平成15年(2003年)5月に制定され、平成17年(2005年)4月に全面施行されました。
行政や医療、ビジネスといった分野では氏名や性別、生年月日、住所などの情報をサービスの向上や業務の効率化のために活用する場合があります。
個人情報の利用は年々ニーズが高まっていますが、その際、個人の権利が侵害されないよう法律でルールを定めているのです。
どの情報が「個人情報」なのか
個人情報とは、生存する個人に関する情報で、以下のものが対象です。
- 氏名
- 生年月日
- 住所
- 顔写真などの個人を判断できる情報
これらのほかに、特定の個人を安易に識別できる情報も含まれます。
また、ユーザー名やドメイン名から個人を識別できるメールアドレスも単体で個人情報に該当します。
プライバシーとはどう違うのか
個人情報と似た言葉で「プライバシー」があり、区別することなく使用している方も多いですが、厳密にいえば意味は異なります。

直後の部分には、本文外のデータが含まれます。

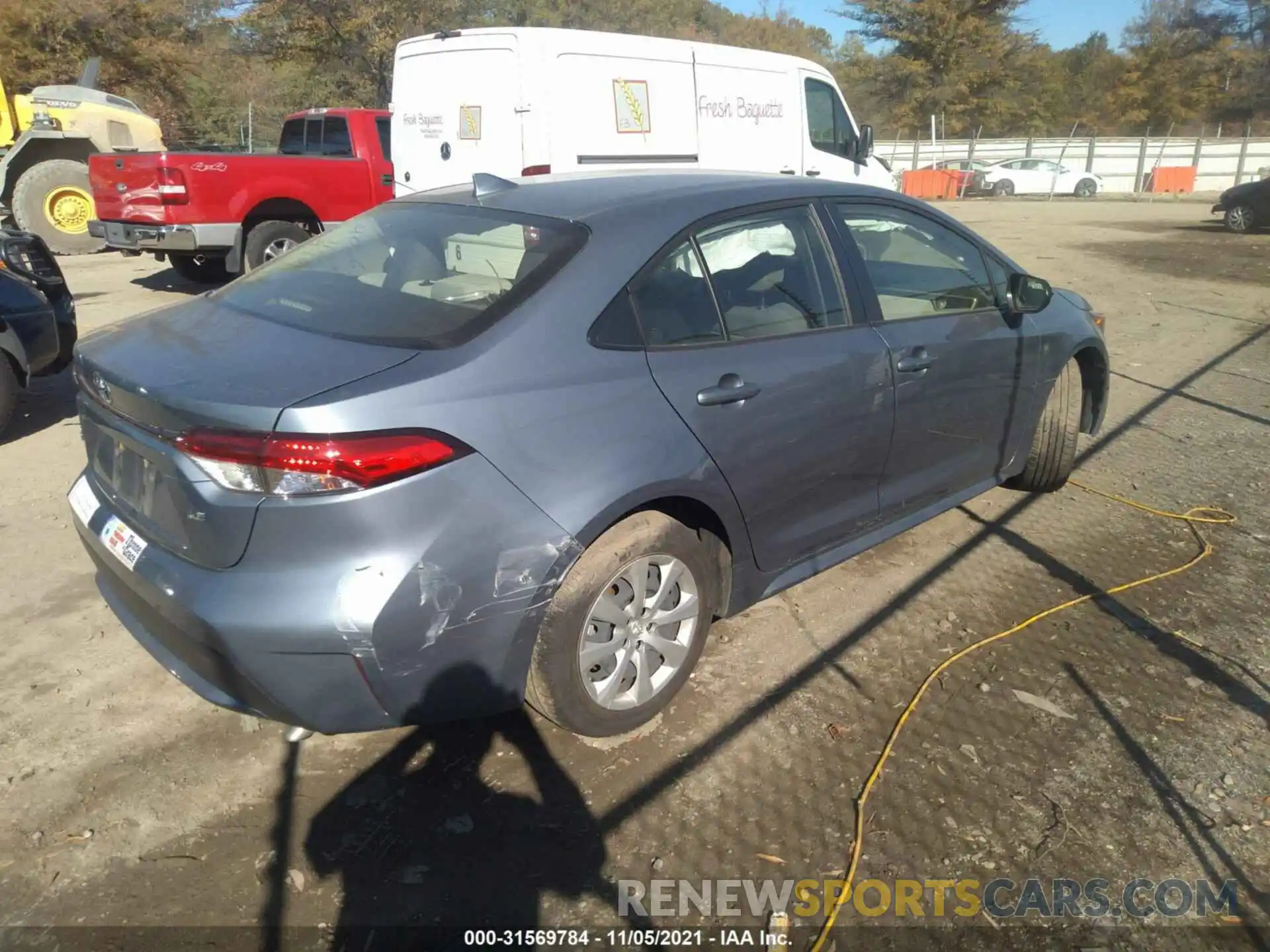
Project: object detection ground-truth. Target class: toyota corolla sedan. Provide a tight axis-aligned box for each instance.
[70,173,1107,736]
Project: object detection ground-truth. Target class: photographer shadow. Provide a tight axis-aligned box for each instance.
[305,665,612,951]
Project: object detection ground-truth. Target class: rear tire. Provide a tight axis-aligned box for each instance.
[167,254,230,284]
[1224,204,1257,235]
[243,221,312,272]
[1006,359,1085,493]
[13,159,105,255]
[0,350,22,436]
[525,512,720,738]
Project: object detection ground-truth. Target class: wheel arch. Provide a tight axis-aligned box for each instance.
[1072,345,1110,436]
[575,493,749,613]
[243,197,321,239]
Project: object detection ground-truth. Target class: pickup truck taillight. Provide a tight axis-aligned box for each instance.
[159,165,189,204]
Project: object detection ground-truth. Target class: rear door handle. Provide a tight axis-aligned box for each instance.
[896,346,935,373]
[697,373,758,406]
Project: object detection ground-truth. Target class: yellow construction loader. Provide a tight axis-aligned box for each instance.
[0,57,164,255]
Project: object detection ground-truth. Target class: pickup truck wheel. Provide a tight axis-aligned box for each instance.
[243,221,312,272]
[13,159,105,255]
[0,350,22,436]
[167,254,230,284]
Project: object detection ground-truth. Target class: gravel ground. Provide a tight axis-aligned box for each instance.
[0,200,1270,948]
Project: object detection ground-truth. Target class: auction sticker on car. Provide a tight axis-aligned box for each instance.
[66,476,102,526]
[102,516,148,570]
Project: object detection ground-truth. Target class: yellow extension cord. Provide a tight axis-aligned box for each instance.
[812,480,1234,952]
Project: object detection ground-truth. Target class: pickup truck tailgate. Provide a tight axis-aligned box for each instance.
[87,152,167,225]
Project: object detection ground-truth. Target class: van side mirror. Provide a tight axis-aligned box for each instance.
[1009,274,1054,313]
[856,126,872,163]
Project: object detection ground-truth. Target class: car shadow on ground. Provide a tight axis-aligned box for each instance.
[130,268,221,297]
[0,371,75,447]
[261,665,655,949]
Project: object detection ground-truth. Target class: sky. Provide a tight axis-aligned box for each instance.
[722,0,1142,50]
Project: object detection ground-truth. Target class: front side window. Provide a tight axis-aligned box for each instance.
[631,241,724,346]
[838,204,997,321]
[278,119,305,155]
[804,79,856,157]
[374,117,392,161]
[214,203,588,349]
[697,206,846,340]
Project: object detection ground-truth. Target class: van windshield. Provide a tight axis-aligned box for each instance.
[212,202,588,350]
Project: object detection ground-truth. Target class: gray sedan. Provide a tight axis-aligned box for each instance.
[70,173,1107,736]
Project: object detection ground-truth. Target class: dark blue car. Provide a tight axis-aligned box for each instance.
[71,173,1107,735]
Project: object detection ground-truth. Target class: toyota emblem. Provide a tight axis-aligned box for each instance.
[93,371,110,404]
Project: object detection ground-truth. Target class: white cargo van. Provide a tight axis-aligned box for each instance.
[391,28,896,196]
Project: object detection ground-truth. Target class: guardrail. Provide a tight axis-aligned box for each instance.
[874,136,1270,193]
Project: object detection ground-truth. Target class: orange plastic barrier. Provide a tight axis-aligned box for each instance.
[900,169,961,198]
[1147,165,1198,192]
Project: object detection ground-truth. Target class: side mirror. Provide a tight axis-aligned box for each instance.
[856,126,872,163]
[1009,274,1054,313]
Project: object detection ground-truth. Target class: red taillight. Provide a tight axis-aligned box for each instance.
[159,165,189,204]
[175,430,458,495]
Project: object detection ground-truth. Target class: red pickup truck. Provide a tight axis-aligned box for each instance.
[89,109,392,283]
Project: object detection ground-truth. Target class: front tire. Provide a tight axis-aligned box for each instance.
[243,221,312,272]
[526,512,720,738]
[13,159,105,255]
[1224,204,1257,235]
[167,254,230,284]
[1006,359,1085,493]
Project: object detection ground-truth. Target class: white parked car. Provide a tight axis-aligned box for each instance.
[976,159,1103,198]
[391,28,896,197]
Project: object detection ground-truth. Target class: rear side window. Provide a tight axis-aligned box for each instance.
[214,202,588,349]
[374,119,392,161]
[321,116,353,156]
[278,119,305,155]
[305,119,321,155]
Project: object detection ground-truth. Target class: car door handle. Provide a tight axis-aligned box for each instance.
[697,373,758,406]
[896,346,935,373]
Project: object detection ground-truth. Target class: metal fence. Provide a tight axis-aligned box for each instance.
[874,137,1270,193]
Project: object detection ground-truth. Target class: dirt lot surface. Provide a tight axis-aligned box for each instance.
[0,202,1270,949]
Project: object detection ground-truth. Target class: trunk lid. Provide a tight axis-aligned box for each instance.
[75,298,415,569]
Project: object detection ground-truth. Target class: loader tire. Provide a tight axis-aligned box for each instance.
[13,159,105,255]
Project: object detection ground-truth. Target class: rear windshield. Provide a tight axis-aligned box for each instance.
[214,202,588,349]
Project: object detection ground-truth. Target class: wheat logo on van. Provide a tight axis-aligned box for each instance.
[458,105,480,139]
[613,80,653,134]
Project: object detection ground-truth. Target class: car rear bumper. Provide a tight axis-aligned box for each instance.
[87,221,243,251]
[75,456,580,734]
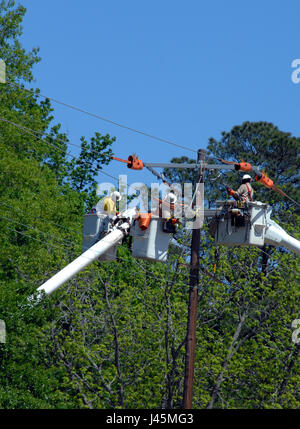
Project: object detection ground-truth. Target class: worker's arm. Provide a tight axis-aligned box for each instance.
[226,187,240,200]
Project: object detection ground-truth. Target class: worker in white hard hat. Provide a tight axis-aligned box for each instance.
[226,174,253,202]
[95,191,122,216]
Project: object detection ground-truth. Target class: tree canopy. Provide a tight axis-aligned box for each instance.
[0,0,300,409]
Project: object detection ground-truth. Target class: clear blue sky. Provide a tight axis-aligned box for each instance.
[20,0,300,186]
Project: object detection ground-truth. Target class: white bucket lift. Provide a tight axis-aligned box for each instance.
[215,201,268,247]
[130,216,171,262]
[211,200,300,255]
[82,212,118,262]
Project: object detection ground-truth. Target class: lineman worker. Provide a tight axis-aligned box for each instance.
[226,174,253,202]
[95,191,122,216]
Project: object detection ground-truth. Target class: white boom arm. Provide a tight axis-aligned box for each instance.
[29,208,136,301]
[265,218,300,255]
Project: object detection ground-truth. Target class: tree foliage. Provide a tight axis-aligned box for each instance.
[0,1,300,409]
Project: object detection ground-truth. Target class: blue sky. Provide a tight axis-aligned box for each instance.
[20,0,300,187]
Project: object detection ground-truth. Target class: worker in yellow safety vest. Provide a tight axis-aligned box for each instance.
[226,174,253,202]
[95,191,122,216]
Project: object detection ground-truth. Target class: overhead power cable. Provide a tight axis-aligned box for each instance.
[7,81,197,153]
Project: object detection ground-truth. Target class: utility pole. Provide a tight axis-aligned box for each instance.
[183,149,206,409]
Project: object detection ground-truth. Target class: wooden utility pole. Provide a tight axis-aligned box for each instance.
[183,149,205,409]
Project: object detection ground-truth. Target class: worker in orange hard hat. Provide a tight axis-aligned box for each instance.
[226,174,253,201]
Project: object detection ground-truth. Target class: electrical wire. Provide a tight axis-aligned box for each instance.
[7,81,197,153]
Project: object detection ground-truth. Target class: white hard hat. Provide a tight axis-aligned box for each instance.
[243,174,252,180]
[110,191,122,201]
[165,192,177,204]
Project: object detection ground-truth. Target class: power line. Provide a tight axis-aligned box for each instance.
[7,81,197,153]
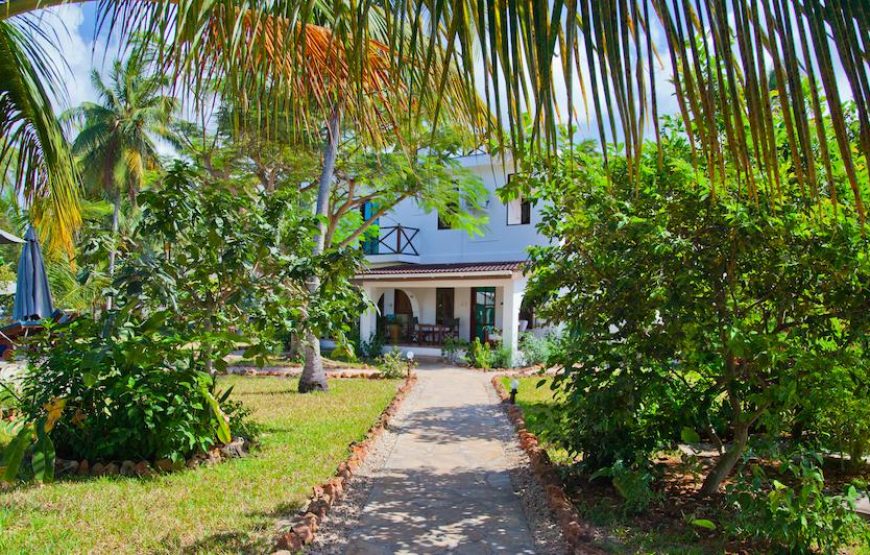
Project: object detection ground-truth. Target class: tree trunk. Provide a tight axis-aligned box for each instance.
[699,422,749,495]
[299,106,341,393]
[106,190,121,310]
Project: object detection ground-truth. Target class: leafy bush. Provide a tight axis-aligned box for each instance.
[441,337,471,364]
[21,318,237,460]
[329,333,357,362]
[727,455,870,553]
[520,332,555,366]
[490,345,514,368]
[529,137,870,494]
[468,337,492,370]
[357,334,387,360]
[589,461,660,513]
[378,349,408,379]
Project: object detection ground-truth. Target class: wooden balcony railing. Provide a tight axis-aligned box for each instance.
[363,224,420,256]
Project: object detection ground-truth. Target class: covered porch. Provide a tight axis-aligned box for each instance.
[356,262,533,356]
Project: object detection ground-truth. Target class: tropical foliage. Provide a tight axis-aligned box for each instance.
[0,15,81,253]
[520,124,870,493]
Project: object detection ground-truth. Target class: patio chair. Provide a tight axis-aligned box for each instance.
[0,309,77,360]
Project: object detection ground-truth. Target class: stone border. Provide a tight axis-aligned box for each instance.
[492,374,601,553]
[274,374,417,553]
[220,366,384,380]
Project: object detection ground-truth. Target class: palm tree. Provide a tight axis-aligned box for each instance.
[63,52,176,308]
[0,0,870,217]
[0,14,81,253]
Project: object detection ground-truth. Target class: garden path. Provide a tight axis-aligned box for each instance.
[345,366,548,555]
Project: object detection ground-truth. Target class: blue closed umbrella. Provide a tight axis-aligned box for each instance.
[12,227,54,322]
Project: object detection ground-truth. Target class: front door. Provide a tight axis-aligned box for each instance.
[470,287,495,341]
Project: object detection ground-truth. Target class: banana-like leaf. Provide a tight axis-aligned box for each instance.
[202,386,233,443]
[3,424,33,482]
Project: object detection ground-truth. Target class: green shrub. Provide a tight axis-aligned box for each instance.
[726,455,870,553]
[378,349,408,379]
[441,337,471,364]
[15,313,245,461]
[529,134,870,494]
[520,332,555,366]
[468,337,492,370]
[357,334,387,360]
[589,461,660,513]
[329,341,357,362]
[490,345,514,368]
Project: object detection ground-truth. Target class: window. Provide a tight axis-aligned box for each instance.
[359,201,380,254]
[507,174,532,225]
[435,287,454,326]
[508,197,532,225]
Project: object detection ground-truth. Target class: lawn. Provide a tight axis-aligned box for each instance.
[0,376,398,553]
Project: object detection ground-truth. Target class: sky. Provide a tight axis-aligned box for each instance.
[32,2,851,148]
[34,2,676,148]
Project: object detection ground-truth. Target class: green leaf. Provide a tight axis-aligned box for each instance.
[3,424,33,482]
[680,426,701,443]
[31,420,55,483]
[202,387,233,443]
[692,518,716,530]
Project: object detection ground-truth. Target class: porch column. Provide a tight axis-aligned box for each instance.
[501,277,528,357]
[359,285,379,341]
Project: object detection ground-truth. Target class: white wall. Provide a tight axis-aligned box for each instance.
[370,155,546,264]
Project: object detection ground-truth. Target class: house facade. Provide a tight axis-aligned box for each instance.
[356,154,546,355]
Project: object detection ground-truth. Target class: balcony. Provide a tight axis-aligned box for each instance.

プライバシーは「他人から干渉されない権利」で個人の秘密のことであるのに対し、個人情報は「個人を識別できる情報」です。
個人情報保護法は、企業や団体の個人情報を法の元で取り扱いますが、これらはプライバシーの保護を目的としているわけではありません。
しかし、法律を守りながら個人情報の取り扱いを行うことで、結果的にはプライバシーの保護にもつながっています。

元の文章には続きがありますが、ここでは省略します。